Eklenme Tarihi: 15 Eylül 2009

"Afet Değil Cinayet"

  • 14.09.2009 NTVMSNBC

    Doğa Derneği Başkanı Güven Eken anlatıyor: "Ayamama Deresi neden taştı ve insanların ölümüne neden oldu? Bu sorunun yanıtına dair gazetelerde yazanlarla yetinmedim ve pek çok tır şoförünün hayatını kaybettiği İkitelli tır otogarına gittim. Otogarı, yüksekte hakim bir noktadan izledim."

    İstanbul son günlerde tarihin gördüğü en büyük felaketlerden birini yaşıyor.

    Nedeni: Çatalca Yarımadası'ndan doğup Bakırköy'den Marmara Denizi'ne dökülen Ayamama Deresi'nin taşması ve etrafındaki yerleşim alanlarını su altında bırakması.

    Dereler, var oluşları gereği düzensiz akan doğal oluşumlar. Türkiye coğrafyasındaki derelerin çoğu yazın kurumaya yüz tutuyor ve sonbahar, kış ve ilkbahar aylarında yeniden canlanıyor.

    Dereler olmasa ve akmasa, ne içecek su bulabilirdik, ne tarım yapacak toprak, ne de denizde balık. Çünkü dereler, tüm yer küreyi vücudumuzu saran kılcal damarlar gibi sarar ve içlerinden akan suyla birlikte alüvyonlu toprağı, besini ve oksijeni dünyanın dört bir köşesine taşır. Bu, doğanın değişmez kuralıdır ve derelerin durması aslında yaşamın durması anlamına gelir.

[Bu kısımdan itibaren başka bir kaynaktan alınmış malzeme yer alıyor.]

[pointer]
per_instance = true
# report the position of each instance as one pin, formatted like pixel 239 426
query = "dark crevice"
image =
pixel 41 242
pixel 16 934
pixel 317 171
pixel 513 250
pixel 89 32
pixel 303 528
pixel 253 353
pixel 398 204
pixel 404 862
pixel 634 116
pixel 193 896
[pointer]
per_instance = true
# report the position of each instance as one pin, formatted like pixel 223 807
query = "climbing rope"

    Durum böyleyken, Ayamama Deresi neden taştı ve insanların ölümüne neden oldu?

    Bu sorunun yanıtına dair gazetelerde yazanlarla yetinmedim ve pek çok tır şoförünün hayatını kaybettiği İkitelli tır otogarına gittim.

    Otogarı, yüksekte hakim bir noktadan izledim. Tırların park alanı, üç tarafın kapalı bir çukurdu. Çukurun tek açık yanı derenin geldiği yöndü. Dere, otogarın kuzeyinden gelerek tırların park ettiği alanı ikiye bölüyordu. Ayamama Deresi, taşkınları önlemek amacıyla her iki taraftan da islah edilmişti, yani beton setler arasına alınmıştı. Ancak görünen manzarada bir terslik vardı...

    Derenin tır otogarını terk etmesi gereken noktanın üzerinde 15-20 metre yükseklikte bir set inşa edilmişti. Bu setin üzerinden TEM'den ayrılan arabalar geçiyordu. Yani set, TEM'in bir yan yolunu oluşturmak için yapılmıştı. Ayamama Deresi ise setin altından açılan dar bir menfezle otogarın bulunduğu çukurdan dışarı akıyordu. Menfezin kapanması halinde, setin bir baraj vazifesi görmesi ve tüm otogar alanını suyla doldurması an meselesiydi...

    Nitekim, iki gün önce sabaha karşı öyle oldu. Yoğun yağışla beraber Ayamama Deresi "islah edilen" yeni yatağına sığmadı, yağışla beraber gelen hafriyat setin altından geçen menfezi tıkadı ve arkasındaki çukuru doldurdu. Fatura, tüm bu teknik ayrıntılardan habersiz, kaderine terk edilen insanlara kesildi. Sekiz kişi, hayatını kaybetti.

    Üst üste yığılmış ve iskambilller gibi birbirinin üzerine yıkılmış tırları izlerken şunu düşünmeden edemedim. Bu insanlar için derenin kenarını otopark ilan eden insanlar, bu akşam nasıl uyuyacak? Ortadaki tabloya, doğanın hikmeti demeyi nasıl sürdürecek?

    Ayamama Deresi islah edilmiş bir dere olmasına rağmen Başbakan konuyla ilgili açıklamasında şöyle demiş: "Dereleri islah edeceğiz".

    Oysa hepimiz biliyoruz ki, asıl islah edilmesi gereken dereler değil, ülkenin suyunu yanlış yönetenler.

    İnsanların canını alan ise sel değil, dere yataklarını o insanlara tahsis edenler.